Both Agree that Kindness Is Essential for Future Success, Even More Than Good Grades
NEW YORK, NY -- Parents and teachers in the United States worry that their children are living in an unkind world, that people do not go out of their way to help others, and believe that children need strong social-emotional skills to succeed in life, according to a new survey commissioned by Sesame Workshop called “K is for Kind: A National Survey On Kindness and Kids.”
Nearly three-quarters of parents and almost four-fifths of teachers say they “often” worry the world is an unkind place for children. At the same time, parents and teachers clearly see the importance of having strong social-emotional skills. Almost three-quarters of parents believe it is very important for their child to be accepting of others, to be polite and to have manners while about three-quarters of both parents and teachers prioritize kindness over academic achievement. “Getting good grades” was one of the least important attributes for children with less than half of parents and only about a tenth of teachers describing it as “very important.”
“Sesame undertook this study because we, ourselves, felt that the world seemed to be lacking in empathy and were concerned what the long-term impact of that would be on children and society
as children grow older,” said Sesame Workshop CEO, Jeffrey D. Dunn. “This survey confirms our concerns. It is time to have a national conversation about kindness. We hope that this is a first step towards doing that.”
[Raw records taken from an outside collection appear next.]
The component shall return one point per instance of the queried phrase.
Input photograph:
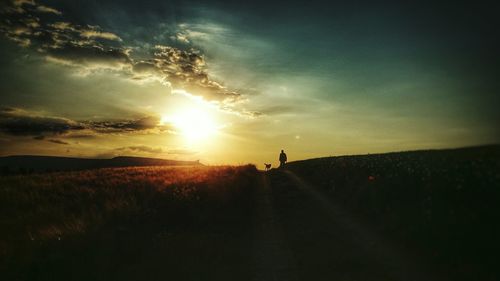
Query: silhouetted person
(282, 159)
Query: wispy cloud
(20, 122)
(90, 48)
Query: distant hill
(30, 163)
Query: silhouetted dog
(268, 166)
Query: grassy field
(439, 208)
(126, 224)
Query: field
(424, 215)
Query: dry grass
(84, 206)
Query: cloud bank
(19, 122)
(89, 48)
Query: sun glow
(195, 125)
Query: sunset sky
(233, 83)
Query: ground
(359, 218)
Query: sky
(233, 83)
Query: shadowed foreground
(382, 217)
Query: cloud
(184, 70)
(142, 148)
(91, 49)
(19, 122)
(45, 9)
(89, 57)
(91, 33)
(156, 150)
(58, 141)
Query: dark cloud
(142, 148)
(18, 122)
(183, 70)
(181, 151)
(145, 123)
(91, 48)
(156, 150)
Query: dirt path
(273, 257)
(304, 236)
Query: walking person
(283, 159)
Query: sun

What does kindness mean, exactly? Parents and teachers rank children more highly on being generally “kind” than they do on actual behaviors of kindness, including being “thoughtful” and “helpful.” Furthermore, parents rated being polite as more important than being considerate or helpful, and more than half of the parents surveyed ranked manners more important than empathy.
“This suggests that we need to focus more on practicing the actual behaviors involved in being kind, not just encouraging an abstract concept of kindness,” said Dr. Jennifer Kotler Clarke, Vice President of Research and Evaluation at Sesame Workshop.
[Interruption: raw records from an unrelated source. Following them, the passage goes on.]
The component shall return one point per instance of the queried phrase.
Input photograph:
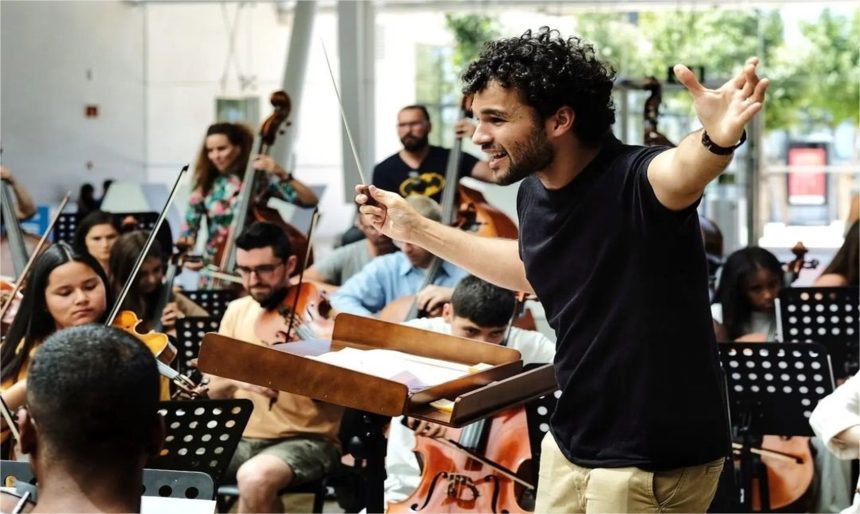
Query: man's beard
(533, 154)
(413, 144)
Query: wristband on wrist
(721, 150)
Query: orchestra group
(608, 240)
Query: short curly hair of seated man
(92, 395)
(550, 72)
(482, 303)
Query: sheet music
(412, 370)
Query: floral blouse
(218, 208)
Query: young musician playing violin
(89, 434)
(96, 235)
(217, 179)
(289, 439)
(66, 288)
(144, 296)
(478, 310)
(609, 241)
(744, 308)
(395, 275)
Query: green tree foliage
(830, 69)
(470, 32)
Who is responsible for teaching kindness? Teachers believe parents are not doing enough to cultivate kindness. Less than half of teachers believe that “all” or “most” parents are raising their children to be respectful and only about a third believe “all” or “most” parents are raising children to be empathetic and kind.
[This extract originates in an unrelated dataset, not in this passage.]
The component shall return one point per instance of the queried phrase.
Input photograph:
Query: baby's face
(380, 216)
But parents report they are actively teaching kindness to their children. Three-fourths of parents report that they talk to their children at least a few times a week or more about seeing things from other people’s points of view. As a result, nine in 10 parents describe their own child as kind, and over half of the parents report that their child is more kind than the average child.
Ultimately, most respondents agree that it is incumbent upon all of us to make the world a better place. Over four-fifths of both parents and teachers believe that people are responsible for both their own families and others in society, not just their own families.
“Many years of research have shown that social-emotional skills – like empathy, kindness and social skills – are critical to success across a variety of different measures as children develop,” said Dr. Stephanie Jones, the Marie and Max Kargman Associate Professor and Co-Director of the Making Caring Common Project at The Harvard Graduate School of Education. “These findings can help spur much needed conversations about how to raise caring and emphatic children.”